Just like the lottery can promise instant wealth to those who win, or the promise of exorbitant pensions in the future in exchange for a contract settlement today, higher taxes in the future may result from , the lottery, future pension costs, and legalized gambling.
Lets start with a state run lottery program. Lottery winners in the first year who take their money over the next 20 years create a false profit margin for the state in the first year of operation. While year one of a lottery program will produce high traffic and minimal payouts, by year twenty the lottery program is now paying out 20 years worth of winners, not one year's worth, while still taking in approximately the same amount of money as in year one!
Some may argue, "the lottery has more winners in the first year because they have no other obligations". Well, that just means the lottery is a bait and switch in which the number of winners is kept artificially high the first few years to lure people in and addict them, and then it is switched to a lower overall payout as more and more winners have to be paid on an annual basis.
So the lottery starts off with a bang in year one, and ends up as a whimper in terms of what the state gets as the years pass.

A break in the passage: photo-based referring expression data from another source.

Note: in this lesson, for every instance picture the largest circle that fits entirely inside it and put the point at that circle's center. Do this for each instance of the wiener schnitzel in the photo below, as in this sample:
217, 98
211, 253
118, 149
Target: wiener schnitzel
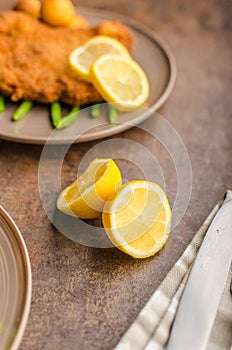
34, 59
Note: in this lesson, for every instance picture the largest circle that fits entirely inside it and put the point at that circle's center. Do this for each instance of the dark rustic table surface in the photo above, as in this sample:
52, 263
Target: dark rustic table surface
86, 298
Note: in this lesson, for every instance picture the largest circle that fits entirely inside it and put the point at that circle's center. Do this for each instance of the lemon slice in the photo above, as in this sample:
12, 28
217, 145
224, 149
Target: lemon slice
86, 196
121, 80
138, 220
82, 58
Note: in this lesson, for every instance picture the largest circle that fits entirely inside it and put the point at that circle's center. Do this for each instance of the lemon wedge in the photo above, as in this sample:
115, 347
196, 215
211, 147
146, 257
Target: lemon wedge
121, 80
86, 196
138, 220
82, 58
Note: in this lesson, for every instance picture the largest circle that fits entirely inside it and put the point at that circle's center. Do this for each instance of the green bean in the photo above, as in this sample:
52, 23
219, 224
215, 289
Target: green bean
22, 110
2, 103
56, 113
95, 111
112, 113
69, 118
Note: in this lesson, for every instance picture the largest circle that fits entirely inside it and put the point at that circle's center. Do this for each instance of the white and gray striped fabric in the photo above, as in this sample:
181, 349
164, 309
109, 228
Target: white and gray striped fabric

But it's worst than that! The lottery money in California was pledged to go towards public education and only public education, yet politicians allocate the lottery money to public education to help meet the yearly budget obligation. In essence, the lottery money becomes a yearly foundational part of the budget rather than as a "bonus". This then allows politicians to then siphon other pre-allocated public education monies, elsewhere, while making it look like the lotto money actually went to public education.
It appears that most state pension plans will require down the road tax increases or they cannot honor those pensions. Making a promise today, in exchange for the requirement of a future tax increase, seems unethical to me.

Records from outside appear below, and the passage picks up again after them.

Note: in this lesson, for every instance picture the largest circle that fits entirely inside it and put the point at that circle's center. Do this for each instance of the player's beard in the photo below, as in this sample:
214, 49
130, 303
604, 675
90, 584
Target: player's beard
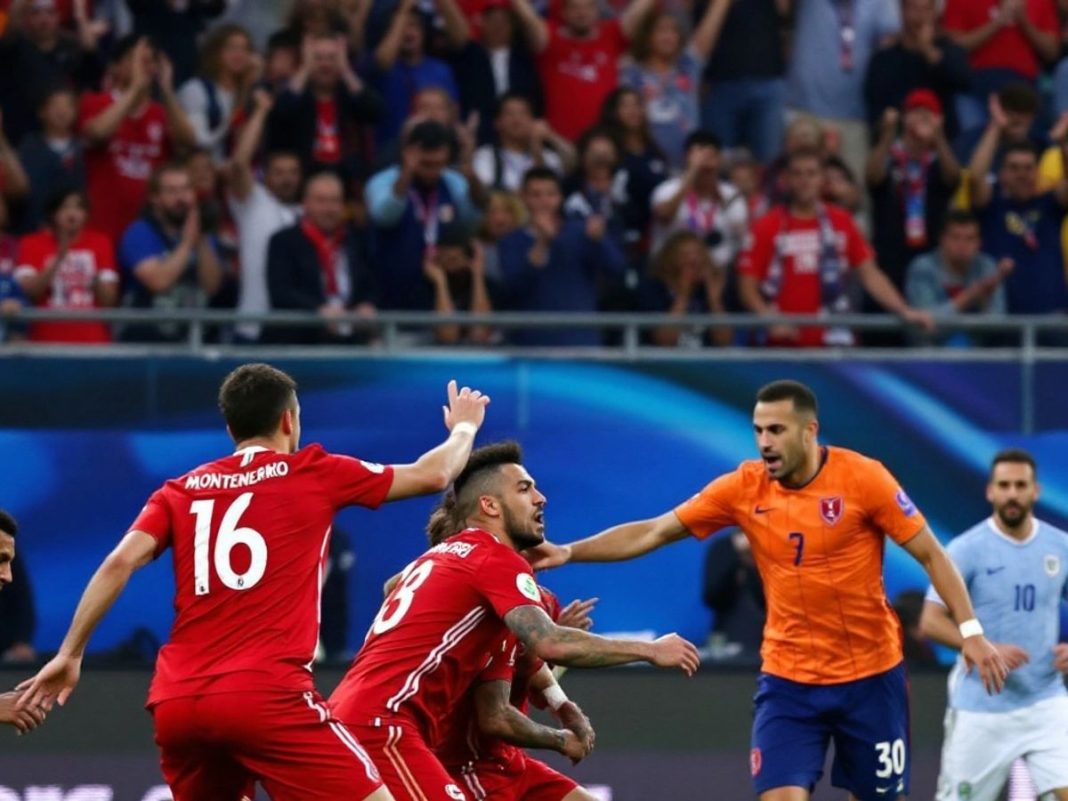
1014, 513
524, 533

Elements of both how the lottery works and how future state pensions are funded may be present when it comes to legalized gambling.
Gambling can only sustain itself if it creates consumer debt among the participants. Consumer debt that requires time to pay off results in more and more interest rate profits going to the banks, and not the city. With each passing year, the citizens of a city or state must incur a bigger and bigger debt for the gambling facility to remain profitable, and this means that with each passing year those same debtors will have less and less spendable income to spend in their own cities and within their own states while more and more INTEREST RATE CHARGES are going to the banks.

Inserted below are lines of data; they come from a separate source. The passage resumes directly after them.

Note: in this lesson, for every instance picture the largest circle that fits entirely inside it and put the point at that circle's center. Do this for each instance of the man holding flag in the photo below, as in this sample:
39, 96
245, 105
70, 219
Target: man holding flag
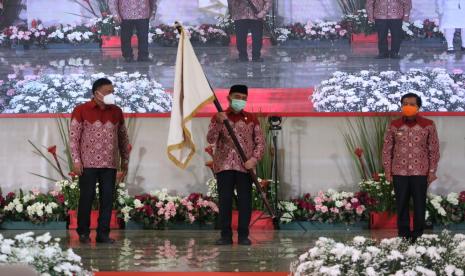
235, 156
227, 164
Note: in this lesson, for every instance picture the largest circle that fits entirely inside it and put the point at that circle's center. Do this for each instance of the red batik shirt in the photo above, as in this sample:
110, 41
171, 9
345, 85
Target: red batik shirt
98, 136
240, 9
411, 148
250, 136
133, 9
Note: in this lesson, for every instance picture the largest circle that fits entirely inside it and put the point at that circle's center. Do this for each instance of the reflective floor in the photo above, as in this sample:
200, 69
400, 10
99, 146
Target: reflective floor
195, 250
284, 66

Yes, that gambling entity will presumably pay their own share of state taxes, but it still appears to be a one for two state tax trade off. Even if the casino pays state taxes, the consumers who frequent the casino will have an ever shrinking money supply to pay their own debts, and in turn, they will CUT DOWN on the purchases they make at other local stores THAT ALSO PAY STATE TAXES.
One way that gambling's overall harm to a city or state's future tax base could be minimized is if each citizen was assessed a maximum amount of debt they could incur that is based on their income. If the citizen agrees to never go over that assessed maximum debt, and the associated interest rate on that debt would have to be well under 10%, then legalized gambling might not be an economic drain.
Does this mean I am against Las Vegas? Not at all. I think its fine to define gambling as something one does as a "vacation". But when gambling locations start to spring up in every state, and gambling centers become so close to most americans that they can visit a gambling location within an hour's drive, in my opinion that potential gambling habit will ultimately hurt a state's revenue stream, not help it.